Depuis dix ans, un travail exceptionnel a été fait en matière d’information face à la communication établie par les multinationales et les gouvernements. Les consciences s’éveillent doucement grâce à Internet et la pluralité des chaînes de télévision et de radio qui y sont hébergées. La jeune génération comprend que le canal des media mainstream n’est pas adapté aux enjeux de notre civilisation ; elle est à même d’aller chercher du contenu ailleurs, sur le web.

Les journalistes d’investigation oeuvrent pour la plupart sur Internet, il est primordial qu’ils puissent continuer à informer en travaillant en toute sécurité. Nous avons appris ces derniers mois l’assassinat de deux journalistes en Europe qui enquêtaient sur des affaires de corruption à Malte et en Italie. Le vieux continent est pointé du doigt en matière de liberté de la presse, même la France. Gardons également à l’esprit que 95 % des media mainstream français sont détenus par neuf milliardaires. Bruxelles quant à elle n’a, jusqu’à présent, pas montré d’intérêt particulier pour une presse indépendante et libre.

Les informaticiens sont ceux qui maîtrisent les outils et le fonctionnement des réseaux, ils expliquent de manière didactique les enjeux des blockchains, des bitcoins ou encore des logiciels libres.

Les solutions au changement tournées vers l’intérêt général, le bien commun et les futures générations sont citoyennes. Les actions prônant plus de transparence, d’éthique et d’intégrité sont citoyennes elles aussi.
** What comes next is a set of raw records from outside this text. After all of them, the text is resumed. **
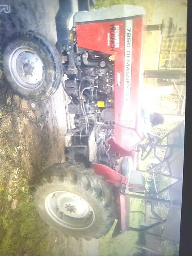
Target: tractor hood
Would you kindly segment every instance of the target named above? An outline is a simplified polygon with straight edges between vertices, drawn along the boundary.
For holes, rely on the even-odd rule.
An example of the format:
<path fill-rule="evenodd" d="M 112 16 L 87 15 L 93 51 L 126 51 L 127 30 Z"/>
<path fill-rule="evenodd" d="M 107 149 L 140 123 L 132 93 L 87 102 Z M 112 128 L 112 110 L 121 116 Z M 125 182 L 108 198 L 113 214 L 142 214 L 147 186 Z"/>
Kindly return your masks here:
<path fill-rule="evenodd" d="M 113 139 L 128 151 L 146 135 L 139 100 L 144 15 L 141 7 L 122 5 L 80 12 L 74 16 L 78 46 L 114 56 Z"/>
Ces propositions réussiront grâce au travail des associations et des coopératives qui oeuvrent à cet éveil des consciences. Elles passent par exemple par le boycott de produits qui ne sont pas éthiques ou ne sont pas bons pour les consommateurs ; elles pratiquent également le ‘buycott’, à savoir acheter un produit parce-qu’il est, par exemple, inscrit dans une dynamique écologique. Ainsi, il n’y a qu’en nous rassemblant que nous lutterons efficacement contre les dérives et défendrons nos intérêts citoyens.